As alluded to earlier, there are many factors which contribute to Kenya’s weather patterns. ENSO is one of these and under the majority of situations is unlikely to be the dominant factor. El Niño may or may not have caused the remarkable weather of 1998, although given the abundance of El Niño-induced weather globally, it would take a brave person to deny the connection. Yet heavy rainfall has occurred in non-El Niño years, particularly in 1961/62. The year most similar to 1998 has been 1993 another non-El Niño year. Rather than concentrating on identifying the link between ENSO and Kenya weather anomalies, researchers should also consider the meteorological similarities that might exist during years with comparable weather patterns irrespective of the existence of ENSO.

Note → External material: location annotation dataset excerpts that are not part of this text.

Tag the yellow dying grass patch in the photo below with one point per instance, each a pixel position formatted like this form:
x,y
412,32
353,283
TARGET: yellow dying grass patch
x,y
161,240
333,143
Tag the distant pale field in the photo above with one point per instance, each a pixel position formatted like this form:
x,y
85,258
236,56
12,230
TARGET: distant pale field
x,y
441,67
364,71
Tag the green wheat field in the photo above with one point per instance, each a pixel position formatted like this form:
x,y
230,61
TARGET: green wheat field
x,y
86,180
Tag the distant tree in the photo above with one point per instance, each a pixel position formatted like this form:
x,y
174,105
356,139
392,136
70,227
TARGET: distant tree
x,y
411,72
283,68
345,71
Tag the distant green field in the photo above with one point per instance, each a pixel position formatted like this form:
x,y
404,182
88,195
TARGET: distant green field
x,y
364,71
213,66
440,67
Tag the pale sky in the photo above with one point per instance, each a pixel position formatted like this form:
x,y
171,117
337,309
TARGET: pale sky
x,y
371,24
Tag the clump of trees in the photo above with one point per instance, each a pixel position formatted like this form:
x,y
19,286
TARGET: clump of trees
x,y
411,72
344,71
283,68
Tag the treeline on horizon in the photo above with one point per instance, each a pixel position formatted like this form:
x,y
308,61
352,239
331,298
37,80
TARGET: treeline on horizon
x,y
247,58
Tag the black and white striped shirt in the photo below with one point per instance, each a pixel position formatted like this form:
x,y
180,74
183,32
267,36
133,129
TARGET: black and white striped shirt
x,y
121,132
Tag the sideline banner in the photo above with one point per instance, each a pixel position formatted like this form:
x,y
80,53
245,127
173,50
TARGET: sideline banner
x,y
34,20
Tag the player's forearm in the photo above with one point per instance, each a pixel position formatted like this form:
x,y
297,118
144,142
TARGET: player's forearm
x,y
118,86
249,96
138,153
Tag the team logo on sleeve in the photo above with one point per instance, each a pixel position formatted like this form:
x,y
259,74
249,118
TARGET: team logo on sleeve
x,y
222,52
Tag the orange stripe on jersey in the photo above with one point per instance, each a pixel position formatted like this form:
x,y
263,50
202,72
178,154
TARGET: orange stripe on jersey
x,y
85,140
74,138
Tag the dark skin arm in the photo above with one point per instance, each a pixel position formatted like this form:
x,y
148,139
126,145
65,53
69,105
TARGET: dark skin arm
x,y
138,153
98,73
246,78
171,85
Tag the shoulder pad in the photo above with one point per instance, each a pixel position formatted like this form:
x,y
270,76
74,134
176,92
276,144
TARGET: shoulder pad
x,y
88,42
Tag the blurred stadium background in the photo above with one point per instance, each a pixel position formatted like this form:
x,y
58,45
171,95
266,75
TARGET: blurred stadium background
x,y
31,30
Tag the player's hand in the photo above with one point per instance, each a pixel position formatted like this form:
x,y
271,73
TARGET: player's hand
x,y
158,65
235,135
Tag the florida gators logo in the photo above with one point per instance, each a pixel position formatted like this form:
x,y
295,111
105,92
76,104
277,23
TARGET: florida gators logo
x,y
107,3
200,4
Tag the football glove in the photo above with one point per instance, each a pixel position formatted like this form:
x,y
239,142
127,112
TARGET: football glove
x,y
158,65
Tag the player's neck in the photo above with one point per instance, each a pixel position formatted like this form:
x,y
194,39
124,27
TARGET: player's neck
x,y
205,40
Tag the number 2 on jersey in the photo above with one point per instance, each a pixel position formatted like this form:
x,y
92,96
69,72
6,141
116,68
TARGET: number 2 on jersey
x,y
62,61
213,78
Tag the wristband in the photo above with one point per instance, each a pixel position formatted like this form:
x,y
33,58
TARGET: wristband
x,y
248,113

Conventional wisdom suggests that 1999 might be dry. La Niña events have been coincident with drier periods in Kenya. Public expectation would be for weather of an opposite kind to the 1998 wet ‘El Niño’. If this comes to pass, then it will establish or reinforce a perception of the next El Niño being wet. Policy decisions, if based on this, might be inappropriate and expensive.
It is essential that new investigations of teleconnections are initiated, particularly for those areas where the ENSO signal is more capricious than for those areas where the response is automatic and relatively predictable. Public information on ENSO will also need to be carefully tailored to take account of the many uncertainties surrounding the issue and with our limited ability to make accurate predictions.